Subsetting rows by group
Remarks#
A reminder: DT[where, select|update|do, by]
syntax is used to work with columns of a data.table.
- The “where” part is the
i
argument - The “select|update|do” part is the
j
argument
These two arguments are usually passed by position instead of by name.
Selecting rows within each group
# example data
DT <- data.table(Titanic)
Suppose that, for each sex, we want the rows with the highest survival numbers:
DT[Survived == "Yes", .SD[ N == max(N) ], by=Sex]

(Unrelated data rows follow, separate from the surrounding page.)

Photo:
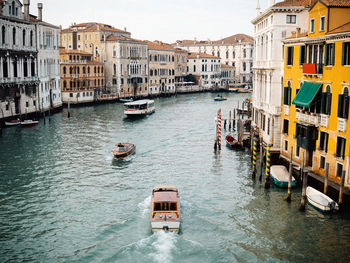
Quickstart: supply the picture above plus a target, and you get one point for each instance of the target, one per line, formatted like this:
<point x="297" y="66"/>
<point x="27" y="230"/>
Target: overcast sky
<point x="165" y="20"/>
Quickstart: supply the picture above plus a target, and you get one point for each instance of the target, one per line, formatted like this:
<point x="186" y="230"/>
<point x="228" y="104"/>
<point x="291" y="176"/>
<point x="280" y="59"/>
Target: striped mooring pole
<point x="268" y="164"/>
<point x="254" y="156"/>
<point x="219" y="128"/>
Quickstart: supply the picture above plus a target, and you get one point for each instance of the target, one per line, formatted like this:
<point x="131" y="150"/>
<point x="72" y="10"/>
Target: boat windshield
<point x="165" y="206"/>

# Class Sex Age Survived N
# 1: Crew Male Adult Yes 192
# 2: 1st Female Adult Yes 140
.SD
is the subset of data associated with each Sex
; and we are subsetting this further, to the rows that meet our condition. If speed is important, instead use an approach suggested by eddi on SO:
DT[ DT[Survived == "Yes", .I[ N == max(N) ], by=Sex]$V1 ]

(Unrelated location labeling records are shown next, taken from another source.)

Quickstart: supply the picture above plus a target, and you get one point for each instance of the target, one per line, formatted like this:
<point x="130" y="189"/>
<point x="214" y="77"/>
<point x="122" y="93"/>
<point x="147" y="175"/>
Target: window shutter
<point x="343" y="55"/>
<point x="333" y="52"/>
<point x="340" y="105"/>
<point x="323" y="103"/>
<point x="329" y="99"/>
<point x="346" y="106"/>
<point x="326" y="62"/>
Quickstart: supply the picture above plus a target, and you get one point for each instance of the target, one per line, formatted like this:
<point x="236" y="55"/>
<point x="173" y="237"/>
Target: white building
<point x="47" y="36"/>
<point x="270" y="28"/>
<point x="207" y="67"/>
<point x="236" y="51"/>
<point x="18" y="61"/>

# Class Sex Age Survived N
# 1: Crew Male Adult Yes 192
# 2: 1st Female Adult Yes 140
Pitfalls
In the last line of code, .I
refers to the row numbers of the full data.table. However, this is not true when there is no by
:
DT[ Survived == "Yes", .I]
# 1 2 3 4 5 6 7 8 9 10 11 12 13 14 15 16
DT[ Survived == "Yes", .I, by=Sex]$I
# 17 18 19 20 25 26 27 28 21 22 23 24 29 30 31 32
Selecting groups
# example data
DT = data.table(Titanic)
Suppose we only want to see second class:
DT[ Class == "2nd" ]
# Class Sex Age Survived N
# 1: 2nd Male Child No 0
# 2: 2nd Female Child No 0
# 3: 2nd Male Adult No 154
# 4: 2nd Female Adult No 13
# 5: 2nd Male Child Yes 11
# 6: 2nd Female Child Yes 13
# 7: 2nd Male Adult Yes 14
# 8: 2nd Female Adult Yes 80
Here, we simply subset the data using i
, the “where” clause.
Selecting groups by condition
# example data
DT = data.table(Titanic)
Suppose we want to see each class only if a majority survived:
DT[, if (sum(N[Survived=="Yes"]) > sum(N[Survived=="No"]) ) .SD, by=Class]

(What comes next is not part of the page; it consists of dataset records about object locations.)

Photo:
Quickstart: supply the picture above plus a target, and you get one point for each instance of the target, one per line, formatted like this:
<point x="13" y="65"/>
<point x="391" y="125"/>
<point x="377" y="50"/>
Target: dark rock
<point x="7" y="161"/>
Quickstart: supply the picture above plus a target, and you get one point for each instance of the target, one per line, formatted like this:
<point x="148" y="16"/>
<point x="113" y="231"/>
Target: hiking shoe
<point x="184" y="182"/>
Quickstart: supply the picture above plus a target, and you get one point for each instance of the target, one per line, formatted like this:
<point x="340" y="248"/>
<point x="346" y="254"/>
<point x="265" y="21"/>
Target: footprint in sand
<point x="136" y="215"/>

# Class Sex Age Survived N
# 1: 1st Male Child No 0
# 2: 1st Female Child No 0
# 3: 1st Male Adult No 118
# 4: 1st Female Adult No 4
# 5: 1st Male Child Yes 5
# 6: 1st Female Child Yes 1
# 7: 1st Male Adult Yes 57
# 8: 1st Female Adult Yes 140
Here, we return the subset of data .SD
only if our condition is met. An alternative is
DT[, .SD[ sum(N[Survived=="Yes"]) > sum(N[Survived=="No"]) ) ], by=Class]
but this has sometimes proven slower.